O autarca disse hoje à agência Lusa que a Incubadora de Empresas e Negócios de Base Local e Tecnológica, criada pelo município, será um espaço importante para a ilha, porque “vai potenciar” a “criatividade dos corvinos”, bem como acolher os visitantes que ali queiram desenvolver a sua atividade empresarial.

“A incubadora, neste momento, está pensada para quatro postos de trabalho, mais um de atendimento. Se tivermos essas empresas e a gestão for correta, acho que é o espaço que está adequado às necessidades corvinas e a quem nos procurar nesse sentido”, afirmou.

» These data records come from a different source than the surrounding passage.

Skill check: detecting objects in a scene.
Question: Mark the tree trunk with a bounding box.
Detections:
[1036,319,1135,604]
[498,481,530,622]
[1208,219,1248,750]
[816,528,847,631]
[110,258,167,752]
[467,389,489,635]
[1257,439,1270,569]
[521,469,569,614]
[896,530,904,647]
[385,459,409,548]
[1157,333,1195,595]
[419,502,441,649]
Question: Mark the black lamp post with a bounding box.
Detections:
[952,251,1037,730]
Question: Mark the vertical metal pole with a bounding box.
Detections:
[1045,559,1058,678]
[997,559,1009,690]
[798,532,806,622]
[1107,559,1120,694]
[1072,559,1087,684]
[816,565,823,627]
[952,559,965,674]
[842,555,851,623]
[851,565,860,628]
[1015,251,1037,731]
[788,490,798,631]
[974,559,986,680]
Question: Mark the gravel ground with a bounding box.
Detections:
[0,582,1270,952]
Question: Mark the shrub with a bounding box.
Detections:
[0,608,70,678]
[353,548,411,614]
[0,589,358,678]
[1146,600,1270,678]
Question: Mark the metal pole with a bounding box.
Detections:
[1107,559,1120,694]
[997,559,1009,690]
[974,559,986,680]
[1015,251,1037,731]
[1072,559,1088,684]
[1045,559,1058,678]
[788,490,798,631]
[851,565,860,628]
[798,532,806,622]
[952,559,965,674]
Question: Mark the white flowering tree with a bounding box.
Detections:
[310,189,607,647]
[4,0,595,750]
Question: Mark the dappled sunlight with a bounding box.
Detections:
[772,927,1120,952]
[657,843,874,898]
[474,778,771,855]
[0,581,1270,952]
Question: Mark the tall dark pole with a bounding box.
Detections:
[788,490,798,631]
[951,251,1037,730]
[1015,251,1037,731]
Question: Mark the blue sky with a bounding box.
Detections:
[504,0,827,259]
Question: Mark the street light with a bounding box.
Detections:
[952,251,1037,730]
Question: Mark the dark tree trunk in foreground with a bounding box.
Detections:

Marco Silva disse ter conhecimento de projetos “bastante inovadores” já “montados” na mais pequena ilha dos Açores, situada no grupo Ocidental, que, “certamente, vão aproveitar a incubadora para se projetar”.

Também referiu que a autarquia dará prioridade aos corvinos na utilização do espaço, mas não exclui a possibilidade de acolher empresários do exterior e visitantes da ilha que o utilizem para ‘coworking’.

O projeto irá oferecer postos/empresa, espaços de ‘coworking’, sala de reuniões/formações, bem como áreas comuns de fomento à cooperação e ao aproveitamento de sinergias com a comunidade local.

A incubadora vai ocupar um edifício do centro histórico da vila que estava devoluto e que foi adquirido pela Câmara Municipal. “É também uma forma de [o município] ir reabilitando os edifícios devolutos da ilha”, admitiu o autarca.

Em termos económicos, Marco Silva pressagia que a ilha do Corvo pode “aproveitar bastante o turismo, de forma sustentada, bem pensada”, alegando que este setor é um potencial da “região inteira”.

“Não somos diferentes, vamos atrás desses investimentos e potenciar o Corvo”, admitiu.

O regulamento da Incubadora de Empresas e Negócios de Base Local e Tecnológica do Corvo foi publicado em maio, em Diário da República.

No preâmbulo do regulamento, é sublinhado que o investimento na criação da incubadora “tem como objetivo prioritário dotar o município de uma infraestrutura capaz de desenvolver e revitalizar o ambiente económico e empreendedor local”.

“A incubadora consubstancia uma aposta estratégica na promoção do empreendedorismo local, através da disponibilização de uma oferta qualificada de serviços de incubação e aceleração empresarial, prevendo-se nesse sentido fomentar a criação de novos negócios, suportados numa rede capacitada”, refere.

Pretende-se que “corporize, igualmente, uma estratégia municipal catalisadora do crescimento inclusivo e sustentável, prioritariamente orientado para os setores fundamentais para a economia local, tais como o turismo sustentável, o agroalimentar, a economia do mar e os serviços de apoio às pessoas e às empresas”.

O projeto visa, ainda, “alavancar e dinamizar novos negócios suportados num novo perfil de especialização, particularmente nas áreas do empreendedorismo tecnológico, com orientação estratégica para novos produtos diferenciadores baseados nos recursos naturais da ilha, visando novos mercados e a internacionalização”.

A entidade gestora da incubadora do Corvo é a Câmara Municipal e as empresas incubadas têm um prazo de permanência de um ano, prorrogável por igual período, até um máximo de três anos.